The U.S. Cybersecurity and Infrastructure Security Agency (CISA) has officially added a high-severity vulnerability in Broadcom’s VMware products to its Known Exploited Vulnerabilities (KEV) catalog. The action follows confirmed reports of the flaw being actively exploited in the wild. The vulnerability, identified as CVE-2025-41244, impacts both VMware Tools and VMware Aria Operations. This security issue was exploited as a zero-day by threat actors beginning in mid-October, prior to a patch being made available.

The vulnerability carries a CVSS score of 7.8, indicating a high level of severity. According to the CISA alert, the flaw is a privilege escalation issue stemming from unsafe actions. An attacker who has already gained local, non-administrative access to a virtual machine (VM) can leverage this vulnerability to gain full root-level privileges on that same system.

Vulnerability Details and Official Response

In its advisory, CISA provided specific details on the exploit conditions. “A malicious local actor with non-administrative privileges having access to a VM with VMware Tools installed and managed by Aria Operations with SDMP enabled may exploit this vulnerability to escalate privileges to root on the same VM,” the agency stated. This highlights that exploitation is contingent on a specific configuration involving VMware Tools and Aria Operations with the SDMP feature enabled.

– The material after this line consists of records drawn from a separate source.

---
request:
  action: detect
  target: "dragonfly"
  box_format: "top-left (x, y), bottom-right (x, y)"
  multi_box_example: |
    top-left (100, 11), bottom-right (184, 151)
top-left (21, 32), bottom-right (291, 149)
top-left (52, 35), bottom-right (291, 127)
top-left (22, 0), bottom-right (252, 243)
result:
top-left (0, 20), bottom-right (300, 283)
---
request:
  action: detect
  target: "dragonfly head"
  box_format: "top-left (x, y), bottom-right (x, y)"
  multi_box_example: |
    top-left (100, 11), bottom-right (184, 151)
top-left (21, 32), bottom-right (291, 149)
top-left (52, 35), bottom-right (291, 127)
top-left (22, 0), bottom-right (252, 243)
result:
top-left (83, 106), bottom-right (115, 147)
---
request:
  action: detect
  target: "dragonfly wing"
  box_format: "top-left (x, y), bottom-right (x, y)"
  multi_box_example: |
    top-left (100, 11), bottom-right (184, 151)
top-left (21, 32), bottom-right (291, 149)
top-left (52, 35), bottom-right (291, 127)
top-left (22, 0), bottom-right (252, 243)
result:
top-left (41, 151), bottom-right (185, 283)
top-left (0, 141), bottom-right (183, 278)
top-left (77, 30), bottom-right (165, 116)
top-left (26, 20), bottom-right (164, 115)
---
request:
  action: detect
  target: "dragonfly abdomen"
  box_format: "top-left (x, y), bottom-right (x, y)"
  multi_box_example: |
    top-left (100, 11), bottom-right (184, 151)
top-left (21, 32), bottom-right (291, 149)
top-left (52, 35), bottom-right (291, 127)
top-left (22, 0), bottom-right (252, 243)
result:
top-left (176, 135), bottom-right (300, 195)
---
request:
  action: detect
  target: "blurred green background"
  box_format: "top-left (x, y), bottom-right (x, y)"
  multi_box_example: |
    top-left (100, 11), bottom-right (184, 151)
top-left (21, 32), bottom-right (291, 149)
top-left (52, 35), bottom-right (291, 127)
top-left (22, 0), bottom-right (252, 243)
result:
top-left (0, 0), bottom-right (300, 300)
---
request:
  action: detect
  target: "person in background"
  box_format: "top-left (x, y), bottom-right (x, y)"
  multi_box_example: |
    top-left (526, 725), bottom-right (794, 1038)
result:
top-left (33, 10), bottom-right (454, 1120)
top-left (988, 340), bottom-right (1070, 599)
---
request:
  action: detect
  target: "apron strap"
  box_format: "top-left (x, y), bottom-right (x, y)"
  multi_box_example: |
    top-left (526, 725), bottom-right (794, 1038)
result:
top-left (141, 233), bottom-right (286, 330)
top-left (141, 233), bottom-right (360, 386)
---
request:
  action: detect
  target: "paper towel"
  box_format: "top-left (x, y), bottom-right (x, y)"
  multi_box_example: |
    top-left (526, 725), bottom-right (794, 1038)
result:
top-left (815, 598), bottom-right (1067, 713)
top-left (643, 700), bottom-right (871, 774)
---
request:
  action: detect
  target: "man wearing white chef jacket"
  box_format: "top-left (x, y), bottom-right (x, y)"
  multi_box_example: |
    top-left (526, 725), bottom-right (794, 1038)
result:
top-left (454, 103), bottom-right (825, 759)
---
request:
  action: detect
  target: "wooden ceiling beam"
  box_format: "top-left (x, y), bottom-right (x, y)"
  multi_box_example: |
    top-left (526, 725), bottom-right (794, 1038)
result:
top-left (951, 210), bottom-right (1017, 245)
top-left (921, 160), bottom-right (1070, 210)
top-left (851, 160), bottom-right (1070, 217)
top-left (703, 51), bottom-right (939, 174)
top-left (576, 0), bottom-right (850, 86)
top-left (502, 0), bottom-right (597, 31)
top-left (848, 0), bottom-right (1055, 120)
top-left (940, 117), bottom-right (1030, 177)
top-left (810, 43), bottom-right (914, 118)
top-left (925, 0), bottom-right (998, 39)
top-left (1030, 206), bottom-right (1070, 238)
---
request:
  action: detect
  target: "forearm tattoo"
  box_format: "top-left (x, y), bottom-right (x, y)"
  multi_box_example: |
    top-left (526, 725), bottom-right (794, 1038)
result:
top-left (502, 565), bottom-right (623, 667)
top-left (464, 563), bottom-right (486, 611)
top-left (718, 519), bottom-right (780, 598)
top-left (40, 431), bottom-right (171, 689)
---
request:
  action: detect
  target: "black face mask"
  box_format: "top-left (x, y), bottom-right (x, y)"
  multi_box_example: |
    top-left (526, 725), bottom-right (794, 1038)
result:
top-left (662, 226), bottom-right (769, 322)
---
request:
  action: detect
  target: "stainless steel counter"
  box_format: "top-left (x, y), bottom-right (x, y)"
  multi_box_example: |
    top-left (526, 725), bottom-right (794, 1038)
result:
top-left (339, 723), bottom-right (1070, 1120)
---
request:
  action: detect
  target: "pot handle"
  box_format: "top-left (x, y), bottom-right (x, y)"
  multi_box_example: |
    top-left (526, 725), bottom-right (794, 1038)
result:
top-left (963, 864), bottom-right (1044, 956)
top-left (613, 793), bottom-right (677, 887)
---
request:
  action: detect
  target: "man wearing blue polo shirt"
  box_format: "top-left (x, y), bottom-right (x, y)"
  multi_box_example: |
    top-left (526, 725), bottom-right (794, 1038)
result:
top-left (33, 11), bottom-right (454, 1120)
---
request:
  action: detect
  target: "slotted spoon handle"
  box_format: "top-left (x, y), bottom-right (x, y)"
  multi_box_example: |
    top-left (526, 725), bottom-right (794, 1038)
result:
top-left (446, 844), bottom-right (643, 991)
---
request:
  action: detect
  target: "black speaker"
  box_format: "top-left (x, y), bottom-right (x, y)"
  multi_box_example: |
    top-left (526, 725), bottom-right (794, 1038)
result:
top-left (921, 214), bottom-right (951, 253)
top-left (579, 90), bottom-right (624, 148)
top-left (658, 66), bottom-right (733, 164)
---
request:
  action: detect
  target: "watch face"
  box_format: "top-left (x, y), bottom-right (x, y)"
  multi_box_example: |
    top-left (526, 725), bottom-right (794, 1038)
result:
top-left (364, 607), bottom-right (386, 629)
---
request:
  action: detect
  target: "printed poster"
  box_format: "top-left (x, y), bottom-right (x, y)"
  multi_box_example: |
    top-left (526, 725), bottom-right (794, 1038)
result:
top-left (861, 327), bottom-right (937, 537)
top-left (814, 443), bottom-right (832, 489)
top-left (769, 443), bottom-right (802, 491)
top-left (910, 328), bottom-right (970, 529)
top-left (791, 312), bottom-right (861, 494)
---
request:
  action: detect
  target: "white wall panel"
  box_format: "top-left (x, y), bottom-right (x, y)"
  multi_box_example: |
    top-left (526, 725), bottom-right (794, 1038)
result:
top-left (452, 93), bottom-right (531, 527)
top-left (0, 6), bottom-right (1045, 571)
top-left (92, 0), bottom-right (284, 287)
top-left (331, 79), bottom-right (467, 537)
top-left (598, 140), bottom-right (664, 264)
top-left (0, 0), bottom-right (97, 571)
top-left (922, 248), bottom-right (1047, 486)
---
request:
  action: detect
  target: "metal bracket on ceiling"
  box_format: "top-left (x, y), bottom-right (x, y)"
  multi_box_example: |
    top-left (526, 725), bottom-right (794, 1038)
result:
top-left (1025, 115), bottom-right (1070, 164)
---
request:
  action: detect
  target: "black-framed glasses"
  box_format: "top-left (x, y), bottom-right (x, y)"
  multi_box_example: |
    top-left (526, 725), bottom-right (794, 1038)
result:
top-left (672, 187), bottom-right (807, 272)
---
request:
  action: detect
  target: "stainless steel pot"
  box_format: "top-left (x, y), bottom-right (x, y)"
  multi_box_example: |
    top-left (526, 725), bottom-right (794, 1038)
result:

Broadcom-owned VMware addressed the vulnerability by releasing security patches in September 2025. However, the exploitation by unknown threat actors began before the fix was widely deployed, classifying the initial attacks as zero-day exploits. By adding CVE-2025-41244 to the KEV catalog, CISA has mandated that Federal Civilian Executive Branch agencies apply the necessary patches to mitigate the risk posed by this actively exploited flaw.